João Matos, o campeão do Mundo de Futsal foi ao Mais Futebol



João Matos, campeão do Mundo de futsal, foi o convidado especial do Maisfutebol este domingo.

João Matos revelou que passou por momentos difíceis no Mundial'2021 de futsal, que Portugal conquistou no início deste mês após bater a Argentina na final. À TVI24, o internacional português disse ter sido "muito duro" ao nível mental e psicológico e que se chegou a sentir saturado.

"Todas estas conquistas têm momentos desagradáveis em grupo em seio de equipa. Nunca vamos falar aqui em lesões porque é o ponto menos favorável de um jogador, mas há momentos muito complicados. Nesta medalha em específico houve um momento em que o [Jorge] Braz me perguntou mesmo se eu estava saturado de ali estar. E eu respondi que sim, custou-me muito estar ali. Não quero dizer que me tenha desviado do foco. Às vezes desviei-me e o Braz, o adjunto e os colegas chamaram-me à atenção, porque não foi fácil, mas não foi só para mim, foi para muitos de nós também", começou por dizer, antes de abordar a especificidade da competição, que faz com que as seleções fiquem algum tempo longe de casa.

"Um Mundial é uma competição diferente e muito específica. É a competição em que estamos mais tempo fora da nossa zona de conforto, é muito tempo. A preparação foi muito bem feita, sempre fomos alertado de que iria ser dura mas para determinado momento do Mundial, porque nós enquanto campeões da Europa tínhamos mais do que obrigação de passar o grupo e com distinção, assim como com a Sérvia. Braz sempre avisou que a preparação era para outros voos, mas até esses momentos foram extremamente complicados. Por isso para mim foi muito duro. Não ter aquele apoio familiar, o simples de sair do treino e me sentar na esplanada ou num café e não pensar em nada, agarrar no telemóvel e fazer qualquer coisa. Esses momentos fazem bem à saúde mental e houve ali momentos em que entrei em pânico."
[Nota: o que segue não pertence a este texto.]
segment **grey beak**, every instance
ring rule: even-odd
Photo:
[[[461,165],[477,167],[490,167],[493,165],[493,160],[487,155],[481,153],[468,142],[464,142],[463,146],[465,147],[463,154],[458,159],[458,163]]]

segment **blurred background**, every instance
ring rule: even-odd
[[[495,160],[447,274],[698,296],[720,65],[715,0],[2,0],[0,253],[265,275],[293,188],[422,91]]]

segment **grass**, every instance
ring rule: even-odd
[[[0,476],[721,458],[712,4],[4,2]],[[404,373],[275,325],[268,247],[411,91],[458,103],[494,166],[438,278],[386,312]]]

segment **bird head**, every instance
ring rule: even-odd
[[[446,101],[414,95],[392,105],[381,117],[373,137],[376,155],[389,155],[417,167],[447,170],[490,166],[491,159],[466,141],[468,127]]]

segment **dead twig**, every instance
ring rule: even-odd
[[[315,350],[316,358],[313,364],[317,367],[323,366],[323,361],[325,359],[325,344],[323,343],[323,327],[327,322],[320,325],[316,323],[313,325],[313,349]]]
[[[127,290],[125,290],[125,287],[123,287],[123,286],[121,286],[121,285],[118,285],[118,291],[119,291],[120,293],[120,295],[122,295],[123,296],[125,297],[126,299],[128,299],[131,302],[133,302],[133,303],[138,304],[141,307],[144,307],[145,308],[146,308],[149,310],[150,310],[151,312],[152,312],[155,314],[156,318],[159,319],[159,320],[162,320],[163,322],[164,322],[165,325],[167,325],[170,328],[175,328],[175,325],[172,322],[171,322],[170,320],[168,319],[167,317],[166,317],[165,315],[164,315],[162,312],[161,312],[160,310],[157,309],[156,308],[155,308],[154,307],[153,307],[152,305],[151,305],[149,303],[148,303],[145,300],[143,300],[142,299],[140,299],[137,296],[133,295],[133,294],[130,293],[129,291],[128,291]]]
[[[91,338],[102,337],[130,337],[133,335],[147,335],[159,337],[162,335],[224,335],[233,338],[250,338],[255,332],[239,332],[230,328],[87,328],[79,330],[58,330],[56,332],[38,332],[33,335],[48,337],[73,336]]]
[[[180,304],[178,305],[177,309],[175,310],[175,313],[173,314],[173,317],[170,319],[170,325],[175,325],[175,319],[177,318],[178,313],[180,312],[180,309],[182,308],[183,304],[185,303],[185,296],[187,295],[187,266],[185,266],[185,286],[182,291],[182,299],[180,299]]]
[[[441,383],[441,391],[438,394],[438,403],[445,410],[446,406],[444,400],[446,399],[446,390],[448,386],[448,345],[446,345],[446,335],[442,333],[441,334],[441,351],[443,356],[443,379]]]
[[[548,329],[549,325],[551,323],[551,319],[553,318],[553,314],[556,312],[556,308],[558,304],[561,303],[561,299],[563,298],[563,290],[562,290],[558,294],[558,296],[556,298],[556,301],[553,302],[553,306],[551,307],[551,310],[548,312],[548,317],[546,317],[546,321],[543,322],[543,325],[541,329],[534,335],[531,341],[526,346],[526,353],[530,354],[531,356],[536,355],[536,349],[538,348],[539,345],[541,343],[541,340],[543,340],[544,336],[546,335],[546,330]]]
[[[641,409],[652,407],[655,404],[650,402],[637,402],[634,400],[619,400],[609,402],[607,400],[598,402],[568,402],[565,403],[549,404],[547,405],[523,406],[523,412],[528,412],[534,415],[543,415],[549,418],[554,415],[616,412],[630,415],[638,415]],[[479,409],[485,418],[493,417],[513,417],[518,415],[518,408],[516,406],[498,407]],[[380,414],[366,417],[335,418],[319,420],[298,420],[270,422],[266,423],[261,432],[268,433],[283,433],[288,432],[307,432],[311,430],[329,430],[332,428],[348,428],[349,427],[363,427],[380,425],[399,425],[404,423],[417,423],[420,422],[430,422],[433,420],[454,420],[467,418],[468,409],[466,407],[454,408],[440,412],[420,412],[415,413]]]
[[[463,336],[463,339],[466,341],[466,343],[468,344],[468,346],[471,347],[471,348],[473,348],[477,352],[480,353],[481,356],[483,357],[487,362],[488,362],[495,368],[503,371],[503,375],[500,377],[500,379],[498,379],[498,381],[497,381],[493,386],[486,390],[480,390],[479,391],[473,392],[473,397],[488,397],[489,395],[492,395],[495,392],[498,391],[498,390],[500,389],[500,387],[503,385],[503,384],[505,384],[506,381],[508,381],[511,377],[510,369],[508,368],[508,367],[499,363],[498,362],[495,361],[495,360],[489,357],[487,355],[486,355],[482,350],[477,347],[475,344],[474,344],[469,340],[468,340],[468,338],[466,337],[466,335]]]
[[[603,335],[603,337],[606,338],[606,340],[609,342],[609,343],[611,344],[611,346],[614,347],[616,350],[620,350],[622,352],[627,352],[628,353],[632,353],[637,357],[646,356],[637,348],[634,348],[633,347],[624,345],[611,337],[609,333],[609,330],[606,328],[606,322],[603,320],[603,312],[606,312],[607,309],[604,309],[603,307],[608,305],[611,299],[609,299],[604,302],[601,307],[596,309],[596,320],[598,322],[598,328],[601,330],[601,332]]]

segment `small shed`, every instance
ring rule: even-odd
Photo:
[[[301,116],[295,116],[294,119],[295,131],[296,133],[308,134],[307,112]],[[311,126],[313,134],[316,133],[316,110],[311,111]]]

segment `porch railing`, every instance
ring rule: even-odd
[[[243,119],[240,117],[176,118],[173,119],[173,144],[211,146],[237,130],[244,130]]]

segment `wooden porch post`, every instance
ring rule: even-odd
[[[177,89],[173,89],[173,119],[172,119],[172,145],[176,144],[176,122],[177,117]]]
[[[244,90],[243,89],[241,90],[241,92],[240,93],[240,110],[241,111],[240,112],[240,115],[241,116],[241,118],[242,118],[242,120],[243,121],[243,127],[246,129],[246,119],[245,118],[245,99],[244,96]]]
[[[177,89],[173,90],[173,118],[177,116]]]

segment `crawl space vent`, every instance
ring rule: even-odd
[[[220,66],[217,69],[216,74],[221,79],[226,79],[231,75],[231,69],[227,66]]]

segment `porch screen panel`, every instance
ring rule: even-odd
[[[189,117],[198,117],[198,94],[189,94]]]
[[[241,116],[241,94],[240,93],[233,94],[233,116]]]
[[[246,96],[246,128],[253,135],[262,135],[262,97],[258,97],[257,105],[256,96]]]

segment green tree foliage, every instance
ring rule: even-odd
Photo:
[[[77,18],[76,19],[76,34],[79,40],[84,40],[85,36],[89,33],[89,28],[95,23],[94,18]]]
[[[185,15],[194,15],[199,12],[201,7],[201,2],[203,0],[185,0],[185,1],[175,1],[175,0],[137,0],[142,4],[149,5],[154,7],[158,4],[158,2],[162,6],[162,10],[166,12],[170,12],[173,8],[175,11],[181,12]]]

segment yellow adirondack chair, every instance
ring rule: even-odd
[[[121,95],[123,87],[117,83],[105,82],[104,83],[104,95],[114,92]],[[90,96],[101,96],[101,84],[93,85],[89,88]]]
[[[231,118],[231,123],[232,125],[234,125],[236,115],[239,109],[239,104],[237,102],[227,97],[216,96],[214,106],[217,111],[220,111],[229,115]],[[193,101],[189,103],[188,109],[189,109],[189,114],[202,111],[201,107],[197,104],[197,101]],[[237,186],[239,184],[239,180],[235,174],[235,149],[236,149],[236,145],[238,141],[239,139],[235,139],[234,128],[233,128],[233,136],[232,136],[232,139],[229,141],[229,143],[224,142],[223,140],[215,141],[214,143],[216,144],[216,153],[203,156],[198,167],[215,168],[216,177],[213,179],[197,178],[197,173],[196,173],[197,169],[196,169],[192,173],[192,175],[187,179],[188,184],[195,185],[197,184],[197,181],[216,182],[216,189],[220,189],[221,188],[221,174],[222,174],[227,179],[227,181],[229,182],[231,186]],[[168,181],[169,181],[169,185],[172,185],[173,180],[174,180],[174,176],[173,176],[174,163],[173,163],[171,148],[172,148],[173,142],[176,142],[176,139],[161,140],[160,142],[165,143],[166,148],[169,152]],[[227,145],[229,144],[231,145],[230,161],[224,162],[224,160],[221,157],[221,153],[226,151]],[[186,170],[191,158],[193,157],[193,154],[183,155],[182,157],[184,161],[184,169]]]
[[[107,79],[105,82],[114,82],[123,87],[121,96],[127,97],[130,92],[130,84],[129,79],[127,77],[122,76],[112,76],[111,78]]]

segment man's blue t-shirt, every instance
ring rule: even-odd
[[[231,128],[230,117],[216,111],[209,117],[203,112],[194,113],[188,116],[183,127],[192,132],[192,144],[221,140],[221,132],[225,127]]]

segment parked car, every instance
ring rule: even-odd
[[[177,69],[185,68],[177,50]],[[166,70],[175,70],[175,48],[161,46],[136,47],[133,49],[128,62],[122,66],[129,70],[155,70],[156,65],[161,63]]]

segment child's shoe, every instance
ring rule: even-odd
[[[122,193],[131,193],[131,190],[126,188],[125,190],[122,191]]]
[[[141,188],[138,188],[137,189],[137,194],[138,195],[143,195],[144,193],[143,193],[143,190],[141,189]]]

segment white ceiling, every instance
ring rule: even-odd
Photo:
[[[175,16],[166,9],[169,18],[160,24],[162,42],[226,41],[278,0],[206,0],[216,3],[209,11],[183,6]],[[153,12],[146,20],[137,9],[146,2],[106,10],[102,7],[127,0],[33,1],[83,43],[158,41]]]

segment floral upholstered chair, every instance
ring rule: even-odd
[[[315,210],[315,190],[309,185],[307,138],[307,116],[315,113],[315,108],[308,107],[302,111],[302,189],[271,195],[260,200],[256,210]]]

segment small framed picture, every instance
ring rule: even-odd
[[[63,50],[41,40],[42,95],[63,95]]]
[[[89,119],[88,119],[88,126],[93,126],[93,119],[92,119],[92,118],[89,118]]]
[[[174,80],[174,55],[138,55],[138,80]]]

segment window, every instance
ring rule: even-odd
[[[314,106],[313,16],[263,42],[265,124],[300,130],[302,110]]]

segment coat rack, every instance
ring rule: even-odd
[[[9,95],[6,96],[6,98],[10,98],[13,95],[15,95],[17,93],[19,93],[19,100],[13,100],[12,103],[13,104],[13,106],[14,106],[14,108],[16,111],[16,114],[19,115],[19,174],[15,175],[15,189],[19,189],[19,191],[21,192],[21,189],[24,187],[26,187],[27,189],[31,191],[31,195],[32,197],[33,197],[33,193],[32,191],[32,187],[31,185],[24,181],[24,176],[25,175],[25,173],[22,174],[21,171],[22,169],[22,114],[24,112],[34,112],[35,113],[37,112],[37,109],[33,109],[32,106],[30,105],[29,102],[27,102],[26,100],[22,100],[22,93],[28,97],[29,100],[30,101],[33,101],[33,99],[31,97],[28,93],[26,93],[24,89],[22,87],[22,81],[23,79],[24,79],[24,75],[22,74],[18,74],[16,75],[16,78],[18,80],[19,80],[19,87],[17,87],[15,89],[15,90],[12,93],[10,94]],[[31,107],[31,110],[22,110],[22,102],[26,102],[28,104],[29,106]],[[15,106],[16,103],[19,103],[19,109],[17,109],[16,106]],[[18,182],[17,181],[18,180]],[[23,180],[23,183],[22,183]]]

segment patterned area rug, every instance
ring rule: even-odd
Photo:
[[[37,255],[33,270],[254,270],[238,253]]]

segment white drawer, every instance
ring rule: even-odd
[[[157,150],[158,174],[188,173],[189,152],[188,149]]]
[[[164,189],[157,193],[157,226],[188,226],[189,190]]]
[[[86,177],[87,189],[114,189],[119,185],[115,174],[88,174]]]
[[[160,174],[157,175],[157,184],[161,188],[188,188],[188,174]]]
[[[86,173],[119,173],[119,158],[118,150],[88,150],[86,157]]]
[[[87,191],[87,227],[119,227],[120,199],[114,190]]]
Questionado sobre o grau de exigência e a pressão a que os atletas estão sujeitos e ainda sobre o facto de a saúde mental ainda ser um tabu no que diz respeito aos atletas de alta competição, João Matos foi taxativo.

"Há quem diga que isto é uma grande vida. De facto, faço o que gosto e é muito bom, mas é muito complicado. [Ouvir atletas falar de saúde mental] ainda é muito tabu. No dia da final, estive uma hora e 10 deitado no chão da sala de reuniões, porque temos quartos duplos, com o meu mental coach em Zoom a fazer uma sessão de hipnose a preparar-me mentalmente para a final. Ainda é muito tabu mas temos dois ou três jogadores na Seleção que já têm os seus mental coach e que são acompanhados e não tenho dúvida alguma de que faz toda a diferença", vincou.